1850s, The House Divided speech (1858)
Context: Of strange, discordant, and even hostile elements, we gathered from the four winds, and formed and fought the battle through, under the constant hot fire of a disciplined, proud, and pampered enemy. Did we brave all them to falter now? — now, when that same enemy is wavering, dissevered, and belligerent? The result is not doubtful. We shall not fail — if we stand firm, we shall not fail. Wise counsels may accelerate, or mistakes delay it, but, sooner or later, the victory is sure to come.

“As a white man is to a negro so is a negro to a crocodile; and as the negro may rightfully treat the crocodile, so may the white man rightfully treat the negro. This”

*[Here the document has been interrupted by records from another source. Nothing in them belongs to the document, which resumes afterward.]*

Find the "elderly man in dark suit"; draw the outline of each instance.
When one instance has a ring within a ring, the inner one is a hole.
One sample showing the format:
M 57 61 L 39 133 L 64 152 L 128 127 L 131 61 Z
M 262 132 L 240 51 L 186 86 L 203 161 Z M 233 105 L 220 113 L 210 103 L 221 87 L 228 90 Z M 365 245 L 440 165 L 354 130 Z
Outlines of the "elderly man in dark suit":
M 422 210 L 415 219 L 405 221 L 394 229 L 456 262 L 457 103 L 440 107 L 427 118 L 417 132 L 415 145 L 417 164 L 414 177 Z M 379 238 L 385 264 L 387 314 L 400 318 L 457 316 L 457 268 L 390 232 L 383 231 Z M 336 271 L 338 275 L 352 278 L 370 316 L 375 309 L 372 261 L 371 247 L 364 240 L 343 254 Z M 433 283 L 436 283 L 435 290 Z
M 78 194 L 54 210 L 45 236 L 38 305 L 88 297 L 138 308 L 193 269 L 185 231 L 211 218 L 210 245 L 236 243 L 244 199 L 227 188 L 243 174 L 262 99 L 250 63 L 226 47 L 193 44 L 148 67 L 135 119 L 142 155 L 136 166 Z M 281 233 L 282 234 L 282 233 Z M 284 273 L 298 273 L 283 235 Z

1860s, Allow the humblest man an equal chance (1860)
Context: So that saying, "in the struggle between the negro and the crocodile," &c., is made up from the idea that down where the crocodile inhabits a white man can't labor; it must be nothing else but crocodile or negro; if the negro does not the crocodile must possess the earth; [Laughter; ] in that case he declares for the negro. The meaning of the whole is just this: As a white man is to a negro so is a negro to a crocodile; and as the negro may rightfully treat the crocodile, so may the white man rightfully treat the negro. This very dear phrase coined by its author, and so dear that he deliberately repeats it in many speeches, has a tendency to still further brutalize the negro, and to bring public opinion to the point of utter indifference whether men so brutalized are enslaved or not.

“I don't like that man. I must get to know him better.”